Olajuwon, Robinson, Mutombo, Mourning, Shaq, Eaton, Bol, Ratliff and more were like the largest dinosaurs roaming the earth, before people began to carve up the landscape and everyone got so excited about watching skillful guard play that they change the rules to open up the game more. 4 blocks a game was the elite class in an era where there were fewer shots than there are now. Part of that is fouling, for sure, but that's
because the pace was slower, with a higher percentage of plays in the half-court. The gameplan was putting up a wall of giants to catch and score easily over the top on one end and stop the other team from doing the same on the other end. You had a higher percentage of shots in traffic, and the ability to get uncontestable shots as close as possible to the basket was the primary goal of the offense. Eventually that expanded, and you had Duncan and Malone evolving into primarily mid-range jump shooters by the later stages of their careers, players growing up with 3-point lines spacing the game with better ranged shooting - the openness begat more openness. The powers that be realized how much fans loved Jordan and rather than try to find another one, they found ways to open the game up, and it worked.
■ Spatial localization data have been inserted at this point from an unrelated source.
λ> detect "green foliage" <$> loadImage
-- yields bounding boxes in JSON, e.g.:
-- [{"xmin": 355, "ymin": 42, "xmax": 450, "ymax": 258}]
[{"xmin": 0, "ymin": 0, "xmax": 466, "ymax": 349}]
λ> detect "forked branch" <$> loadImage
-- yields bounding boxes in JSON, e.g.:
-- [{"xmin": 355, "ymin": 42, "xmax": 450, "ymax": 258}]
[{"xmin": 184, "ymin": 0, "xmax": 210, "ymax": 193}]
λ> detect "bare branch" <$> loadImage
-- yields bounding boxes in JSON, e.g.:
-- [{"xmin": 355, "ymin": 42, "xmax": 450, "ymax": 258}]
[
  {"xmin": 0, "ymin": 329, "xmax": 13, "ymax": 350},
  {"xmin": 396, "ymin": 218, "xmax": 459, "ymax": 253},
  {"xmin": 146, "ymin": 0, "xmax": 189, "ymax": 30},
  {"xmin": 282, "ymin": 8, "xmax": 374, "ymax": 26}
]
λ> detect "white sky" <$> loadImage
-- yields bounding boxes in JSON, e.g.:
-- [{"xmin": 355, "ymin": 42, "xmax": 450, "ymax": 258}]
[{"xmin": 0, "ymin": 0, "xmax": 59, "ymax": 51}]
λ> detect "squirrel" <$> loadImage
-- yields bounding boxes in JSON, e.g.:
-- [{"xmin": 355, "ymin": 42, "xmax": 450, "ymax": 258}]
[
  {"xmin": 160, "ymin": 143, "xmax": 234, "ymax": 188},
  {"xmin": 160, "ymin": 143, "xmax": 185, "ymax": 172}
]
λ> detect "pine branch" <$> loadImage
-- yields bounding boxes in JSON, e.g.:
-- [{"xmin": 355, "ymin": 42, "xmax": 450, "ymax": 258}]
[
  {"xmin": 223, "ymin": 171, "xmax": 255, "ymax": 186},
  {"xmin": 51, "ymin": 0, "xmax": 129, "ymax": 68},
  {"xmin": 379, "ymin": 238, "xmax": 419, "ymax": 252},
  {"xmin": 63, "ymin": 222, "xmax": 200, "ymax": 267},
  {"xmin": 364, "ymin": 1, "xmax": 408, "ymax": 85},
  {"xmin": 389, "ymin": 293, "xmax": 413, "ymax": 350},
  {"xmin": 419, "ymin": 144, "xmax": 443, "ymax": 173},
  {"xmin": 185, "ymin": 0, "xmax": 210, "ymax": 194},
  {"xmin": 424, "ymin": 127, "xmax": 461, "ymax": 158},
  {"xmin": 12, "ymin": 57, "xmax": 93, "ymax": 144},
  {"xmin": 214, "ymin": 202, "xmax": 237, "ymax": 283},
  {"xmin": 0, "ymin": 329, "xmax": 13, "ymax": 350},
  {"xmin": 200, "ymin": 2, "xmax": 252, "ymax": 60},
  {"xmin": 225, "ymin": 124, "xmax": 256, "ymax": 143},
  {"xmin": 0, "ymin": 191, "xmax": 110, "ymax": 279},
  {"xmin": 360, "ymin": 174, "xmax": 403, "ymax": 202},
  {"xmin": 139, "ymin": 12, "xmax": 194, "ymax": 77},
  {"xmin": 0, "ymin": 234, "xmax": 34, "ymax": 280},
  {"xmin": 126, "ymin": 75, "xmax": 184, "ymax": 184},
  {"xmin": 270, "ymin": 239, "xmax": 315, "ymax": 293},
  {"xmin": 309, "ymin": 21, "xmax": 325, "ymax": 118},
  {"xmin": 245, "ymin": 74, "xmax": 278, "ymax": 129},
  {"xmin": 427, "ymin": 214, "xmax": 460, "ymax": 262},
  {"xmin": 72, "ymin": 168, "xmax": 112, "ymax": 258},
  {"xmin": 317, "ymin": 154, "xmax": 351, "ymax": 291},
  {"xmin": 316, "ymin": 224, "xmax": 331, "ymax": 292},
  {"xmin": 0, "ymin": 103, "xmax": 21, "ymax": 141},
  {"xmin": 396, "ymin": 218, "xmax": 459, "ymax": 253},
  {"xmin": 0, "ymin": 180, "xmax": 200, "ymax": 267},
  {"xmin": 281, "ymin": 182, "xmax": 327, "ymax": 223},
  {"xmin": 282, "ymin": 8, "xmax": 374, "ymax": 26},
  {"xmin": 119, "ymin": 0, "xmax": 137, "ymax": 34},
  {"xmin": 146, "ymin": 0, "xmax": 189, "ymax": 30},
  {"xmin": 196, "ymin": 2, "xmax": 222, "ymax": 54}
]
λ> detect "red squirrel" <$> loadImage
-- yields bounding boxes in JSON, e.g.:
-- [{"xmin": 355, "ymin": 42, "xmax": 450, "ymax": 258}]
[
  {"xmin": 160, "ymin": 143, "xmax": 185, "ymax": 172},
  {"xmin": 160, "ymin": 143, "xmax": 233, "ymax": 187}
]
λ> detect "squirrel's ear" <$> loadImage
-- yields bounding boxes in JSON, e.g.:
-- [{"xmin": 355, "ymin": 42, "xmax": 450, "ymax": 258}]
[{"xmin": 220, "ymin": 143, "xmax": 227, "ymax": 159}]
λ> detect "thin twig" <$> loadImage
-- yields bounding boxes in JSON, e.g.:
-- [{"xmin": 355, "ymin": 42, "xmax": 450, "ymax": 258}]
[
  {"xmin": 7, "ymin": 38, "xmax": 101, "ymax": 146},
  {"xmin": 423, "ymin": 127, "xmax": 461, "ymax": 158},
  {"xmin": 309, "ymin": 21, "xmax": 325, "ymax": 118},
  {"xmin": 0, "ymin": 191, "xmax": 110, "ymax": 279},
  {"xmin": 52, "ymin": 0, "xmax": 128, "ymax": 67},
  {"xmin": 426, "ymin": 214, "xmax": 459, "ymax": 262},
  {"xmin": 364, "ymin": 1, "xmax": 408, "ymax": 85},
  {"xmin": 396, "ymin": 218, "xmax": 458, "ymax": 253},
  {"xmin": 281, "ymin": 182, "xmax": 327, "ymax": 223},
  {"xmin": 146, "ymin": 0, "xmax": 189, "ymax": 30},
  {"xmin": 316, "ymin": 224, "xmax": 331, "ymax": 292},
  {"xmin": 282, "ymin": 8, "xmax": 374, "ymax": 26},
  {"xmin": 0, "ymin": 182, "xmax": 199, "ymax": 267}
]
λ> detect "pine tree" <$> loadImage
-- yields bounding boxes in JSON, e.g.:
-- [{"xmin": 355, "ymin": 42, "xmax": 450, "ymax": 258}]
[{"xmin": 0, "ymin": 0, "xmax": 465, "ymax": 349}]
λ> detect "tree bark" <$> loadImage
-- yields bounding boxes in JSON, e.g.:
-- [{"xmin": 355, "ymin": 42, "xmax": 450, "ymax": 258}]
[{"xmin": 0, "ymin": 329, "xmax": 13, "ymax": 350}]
Rim protection now is different. I would say it takes more skill now than it did then, because bigs now have to be much more mobile and better at defending without contact. But because of the different rules and styles of play it's largely unfair to compare much of the two era - there are just so many variables that vary widely from one era to the next that context is a confound in every hypothetical. For example:
- Bigs are more mobile now, centres from the 90s would get burned in the pick-and-roll
- Bigs now would be small in the 90s and get bullied under the basket
- Bigs can shoot from the outside now
- Shooting from the outside was lower percentage and less commonly utilized (which work in tandem with one another) in an era with less experienced range shooters, so scoring from the paint was deemed necessary to be successful
- Bigs now have more versatile offensive skills, like ball-handling, because they have to in a game where they spend a lot of time outside the paint
- Bigs in the 90s had more precise and varied footwork in the post because they spent almost all of their time there on both ends of the court
If we really want to entertain the hypothetical we need to try to hold all the major variables constant so that we can examine just a few, so we would need to ask a question like "what are the likelihoods of set {outcomes}, given plays of set {type}". An example might be "what are the likelihoods of positive defensive outcomes (turnover; affected shot) vs positive offensive outcomes (score; draw foul; assist), given drives to the basket with contact initiated by the offensive player that occurs within 5' of the rim?"
With respect to the 90s, that's a question we may have enough data to answer with some relevant accuracy, but it would take a ton of work without having access to that data. Even if I did have access, I probably wouldn't care enough to do all of that work in most cases. And I think that's a good lesson in general about hypotheticals like the OP here - we can point out some salient differences, but as for meaningful comparisons we're likely to find none.